Director: Noriko Sekiguchi
Senso Daughters begins as an account of Japan's "forgotten", or Great Asian War and slowly evolves towards its real theme - the hidden history of women in war. Faced with official secrecy and denial, filmmaker Noriko Sekiguchi probes and gradually uncovers the story of "comfort women" - prostitutes conscripted by the Japanese army to accompany occupation forces in the Pacific. Since no official records exist, she constructs the story through ex-soldiers and Islanders. Justified as a necessary evil to protect the army nurses and local women, this version is contradicted by women whose accounts of rape by Japanese and Australian soldiers are borne out in their mixed-race offspring. As Sekiguchi's film implies, a complete account of the unnamed women who were shipped as "military commodities" will never be known.
Sekiguchi became interested in the subject when she came to Australia as a student.

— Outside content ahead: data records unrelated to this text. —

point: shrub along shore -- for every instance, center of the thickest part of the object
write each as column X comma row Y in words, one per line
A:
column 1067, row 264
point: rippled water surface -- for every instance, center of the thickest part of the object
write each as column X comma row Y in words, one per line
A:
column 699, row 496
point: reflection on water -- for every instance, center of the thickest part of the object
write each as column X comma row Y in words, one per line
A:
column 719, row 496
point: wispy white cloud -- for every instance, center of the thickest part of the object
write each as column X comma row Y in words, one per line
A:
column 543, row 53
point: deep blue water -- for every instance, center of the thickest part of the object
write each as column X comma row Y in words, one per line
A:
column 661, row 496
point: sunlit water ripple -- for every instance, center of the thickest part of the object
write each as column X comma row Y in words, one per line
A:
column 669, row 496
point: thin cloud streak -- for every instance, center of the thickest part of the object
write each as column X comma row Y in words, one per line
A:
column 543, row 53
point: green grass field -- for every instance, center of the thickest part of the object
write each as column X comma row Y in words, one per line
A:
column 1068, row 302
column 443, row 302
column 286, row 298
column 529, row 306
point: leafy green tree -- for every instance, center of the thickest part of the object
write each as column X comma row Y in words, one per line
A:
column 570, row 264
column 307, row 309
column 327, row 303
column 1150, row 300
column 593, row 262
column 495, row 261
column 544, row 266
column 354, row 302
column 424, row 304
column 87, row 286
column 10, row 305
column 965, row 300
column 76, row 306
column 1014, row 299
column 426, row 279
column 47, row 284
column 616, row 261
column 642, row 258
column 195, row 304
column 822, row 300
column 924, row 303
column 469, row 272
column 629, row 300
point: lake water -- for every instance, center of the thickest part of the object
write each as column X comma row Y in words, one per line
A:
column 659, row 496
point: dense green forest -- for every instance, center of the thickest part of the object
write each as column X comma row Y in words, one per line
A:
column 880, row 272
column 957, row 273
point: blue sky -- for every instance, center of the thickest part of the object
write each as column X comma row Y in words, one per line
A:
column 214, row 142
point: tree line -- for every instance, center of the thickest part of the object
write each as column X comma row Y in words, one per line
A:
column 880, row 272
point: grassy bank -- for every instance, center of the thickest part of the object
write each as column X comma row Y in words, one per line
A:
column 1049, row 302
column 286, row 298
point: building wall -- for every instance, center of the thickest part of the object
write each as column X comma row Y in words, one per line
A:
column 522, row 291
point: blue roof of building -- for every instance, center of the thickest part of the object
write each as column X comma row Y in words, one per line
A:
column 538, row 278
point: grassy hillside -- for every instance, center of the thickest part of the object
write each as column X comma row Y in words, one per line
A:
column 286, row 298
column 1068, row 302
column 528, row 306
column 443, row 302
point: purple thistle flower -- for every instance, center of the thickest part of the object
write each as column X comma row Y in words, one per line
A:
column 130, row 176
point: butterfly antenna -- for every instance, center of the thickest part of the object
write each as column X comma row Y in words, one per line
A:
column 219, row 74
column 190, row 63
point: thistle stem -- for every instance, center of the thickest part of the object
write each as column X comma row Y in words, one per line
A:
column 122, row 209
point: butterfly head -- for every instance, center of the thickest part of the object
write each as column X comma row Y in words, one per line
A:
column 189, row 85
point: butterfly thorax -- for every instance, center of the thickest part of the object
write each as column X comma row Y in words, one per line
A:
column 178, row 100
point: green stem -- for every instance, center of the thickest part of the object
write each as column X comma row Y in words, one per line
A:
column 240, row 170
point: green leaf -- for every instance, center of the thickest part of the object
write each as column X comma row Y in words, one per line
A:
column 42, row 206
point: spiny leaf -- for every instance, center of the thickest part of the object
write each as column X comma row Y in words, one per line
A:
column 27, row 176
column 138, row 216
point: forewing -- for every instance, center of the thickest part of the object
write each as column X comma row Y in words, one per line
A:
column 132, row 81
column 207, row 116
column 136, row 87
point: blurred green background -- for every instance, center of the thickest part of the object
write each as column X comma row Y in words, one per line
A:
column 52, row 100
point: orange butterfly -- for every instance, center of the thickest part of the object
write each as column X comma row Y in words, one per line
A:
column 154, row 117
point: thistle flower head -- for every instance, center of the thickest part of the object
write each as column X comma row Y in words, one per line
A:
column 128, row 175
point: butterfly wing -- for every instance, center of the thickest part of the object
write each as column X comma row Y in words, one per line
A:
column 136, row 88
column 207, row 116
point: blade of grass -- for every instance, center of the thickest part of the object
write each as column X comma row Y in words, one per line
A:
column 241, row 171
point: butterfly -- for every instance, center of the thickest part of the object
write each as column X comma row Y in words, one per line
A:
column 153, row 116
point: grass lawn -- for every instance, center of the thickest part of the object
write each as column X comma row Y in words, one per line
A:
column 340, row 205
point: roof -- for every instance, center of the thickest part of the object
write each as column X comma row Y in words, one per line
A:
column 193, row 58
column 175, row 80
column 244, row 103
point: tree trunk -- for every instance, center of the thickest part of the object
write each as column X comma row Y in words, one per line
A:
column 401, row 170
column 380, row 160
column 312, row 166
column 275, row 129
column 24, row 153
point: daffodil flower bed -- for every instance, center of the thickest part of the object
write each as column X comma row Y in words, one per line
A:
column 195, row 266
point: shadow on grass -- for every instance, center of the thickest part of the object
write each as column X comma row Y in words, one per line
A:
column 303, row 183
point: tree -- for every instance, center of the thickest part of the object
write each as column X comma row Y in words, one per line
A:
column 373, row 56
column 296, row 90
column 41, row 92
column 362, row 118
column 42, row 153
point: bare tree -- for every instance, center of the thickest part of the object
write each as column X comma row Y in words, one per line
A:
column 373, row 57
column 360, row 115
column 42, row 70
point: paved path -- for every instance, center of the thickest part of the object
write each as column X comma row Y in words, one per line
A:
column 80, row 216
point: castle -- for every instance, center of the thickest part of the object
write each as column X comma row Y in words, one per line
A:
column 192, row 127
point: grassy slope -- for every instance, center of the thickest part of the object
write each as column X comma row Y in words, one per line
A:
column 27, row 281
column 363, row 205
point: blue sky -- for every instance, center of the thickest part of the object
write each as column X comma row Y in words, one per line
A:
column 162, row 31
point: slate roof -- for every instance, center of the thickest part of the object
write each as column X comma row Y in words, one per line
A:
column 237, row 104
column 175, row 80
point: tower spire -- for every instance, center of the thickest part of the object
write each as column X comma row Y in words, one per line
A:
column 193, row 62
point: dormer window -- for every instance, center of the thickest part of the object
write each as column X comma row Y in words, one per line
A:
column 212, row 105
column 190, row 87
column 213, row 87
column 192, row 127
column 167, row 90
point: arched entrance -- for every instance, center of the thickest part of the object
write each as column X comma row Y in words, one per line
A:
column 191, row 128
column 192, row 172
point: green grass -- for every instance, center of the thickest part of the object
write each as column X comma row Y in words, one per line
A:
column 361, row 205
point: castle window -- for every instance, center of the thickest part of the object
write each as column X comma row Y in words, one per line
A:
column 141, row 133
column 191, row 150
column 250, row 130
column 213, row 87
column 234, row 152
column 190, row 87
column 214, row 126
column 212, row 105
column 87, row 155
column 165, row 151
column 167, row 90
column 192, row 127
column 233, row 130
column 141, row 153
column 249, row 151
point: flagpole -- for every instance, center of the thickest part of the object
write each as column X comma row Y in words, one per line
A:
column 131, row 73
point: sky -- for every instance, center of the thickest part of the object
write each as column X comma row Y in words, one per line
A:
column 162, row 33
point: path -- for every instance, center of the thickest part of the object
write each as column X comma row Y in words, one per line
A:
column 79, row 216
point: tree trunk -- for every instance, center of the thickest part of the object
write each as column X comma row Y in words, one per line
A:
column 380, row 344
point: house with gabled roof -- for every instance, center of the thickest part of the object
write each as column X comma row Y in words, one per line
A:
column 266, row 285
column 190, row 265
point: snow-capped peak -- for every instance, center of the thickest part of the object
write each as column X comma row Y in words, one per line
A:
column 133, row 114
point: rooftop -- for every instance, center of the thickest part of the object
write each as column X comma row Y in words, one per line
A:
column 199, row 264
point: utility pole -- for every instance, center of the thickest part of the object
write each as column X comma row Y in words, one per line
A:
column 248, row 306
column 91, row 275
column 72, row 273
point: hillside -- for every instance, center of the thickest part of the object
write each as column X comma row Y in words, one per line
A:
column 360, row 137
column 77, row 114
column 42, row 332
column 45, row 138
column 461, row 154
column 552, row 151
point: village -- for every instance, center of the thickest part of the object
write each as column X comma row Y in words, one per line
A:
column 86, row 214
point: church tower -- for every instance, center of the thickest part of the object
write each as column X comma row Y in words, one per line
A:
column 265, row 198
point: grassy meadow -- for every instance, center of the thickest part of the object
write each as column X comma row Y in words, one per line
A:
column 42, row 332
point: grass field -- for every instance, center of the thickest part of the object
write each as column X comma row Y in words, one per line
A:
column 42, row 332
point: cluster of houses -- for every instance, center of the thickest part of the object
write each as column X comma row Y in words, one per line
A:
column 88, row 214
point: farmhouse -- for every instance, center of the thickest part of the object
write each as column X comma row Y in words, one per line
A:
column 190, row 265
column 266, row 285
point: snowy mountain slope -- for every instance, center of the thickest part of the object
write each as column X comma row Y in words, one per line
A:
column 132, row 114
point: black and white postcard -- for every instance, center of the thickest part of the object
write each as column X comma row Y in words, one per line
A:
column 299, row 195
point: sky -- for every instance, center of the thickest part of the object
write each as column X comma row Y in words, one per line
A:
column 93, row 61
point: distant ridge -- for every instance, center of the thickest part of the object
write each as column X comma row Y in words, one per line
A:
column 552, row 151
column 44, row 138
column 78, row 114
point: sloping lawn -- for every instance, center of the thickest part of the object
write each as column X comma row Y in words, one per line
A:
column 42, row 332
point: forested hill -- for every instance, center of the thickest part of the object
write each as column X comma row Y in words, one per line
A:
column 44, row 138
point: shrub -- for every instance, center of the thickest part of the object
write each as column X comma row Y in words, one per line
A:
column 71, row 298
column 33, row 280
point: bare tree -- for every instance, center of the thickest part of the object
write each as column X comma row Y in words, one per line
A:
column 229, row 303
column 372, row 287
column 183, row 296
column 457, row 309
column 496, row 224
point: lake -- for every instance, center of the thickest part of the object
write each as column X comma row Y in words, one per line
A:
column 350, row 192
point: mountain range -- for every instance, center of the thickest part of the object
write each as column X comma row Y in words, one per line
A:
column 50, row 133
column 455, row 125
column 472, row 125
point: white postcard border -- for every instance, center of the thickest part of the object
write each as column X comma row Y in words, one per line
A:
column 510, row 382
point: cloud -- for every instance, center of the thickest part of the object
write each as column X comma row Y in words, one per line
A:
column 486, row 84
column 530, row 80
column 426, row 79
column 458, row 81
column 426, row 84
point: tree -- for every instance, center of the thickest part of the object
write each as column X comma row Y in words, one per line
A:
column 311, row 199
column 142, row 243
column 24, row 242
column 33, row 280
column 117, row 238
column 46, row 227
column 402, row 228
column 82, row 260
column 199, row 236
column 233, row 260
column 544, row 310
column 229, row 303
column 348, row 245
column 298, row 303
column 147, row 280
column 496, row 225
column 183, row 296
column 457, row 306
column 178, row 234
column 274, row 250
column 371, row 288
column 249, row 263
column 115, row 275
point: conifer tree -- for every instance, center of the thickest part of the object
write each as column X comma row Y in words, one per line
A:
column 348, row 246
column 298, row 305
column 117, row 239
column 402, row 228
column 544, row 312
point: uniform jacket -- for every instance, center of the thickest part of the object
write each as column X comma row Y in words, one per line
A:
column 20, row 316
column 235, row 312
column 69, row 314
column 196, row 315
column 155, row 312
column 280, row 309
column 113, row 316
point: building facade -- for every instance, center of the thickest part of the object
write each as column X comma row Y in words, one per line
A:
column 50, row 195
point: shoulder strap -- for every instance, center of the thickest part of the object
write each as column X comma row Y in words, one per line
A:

She was astonished to learn, through celebrations of Australian involvement in WWII, of the Japanese war effort, and began to reflect on why there had been an obliteration of this history from Japanese texts. In Australia the soldiers who survived the war are heroes and public figures, while the Japanese soldiers have had to repress their collective memories. She links her return to Japan with the funeral celebrations of Emperor Hirohito, and thus this documentary weaves both a personal essay-style reflection and the more conventional pursuit of facts.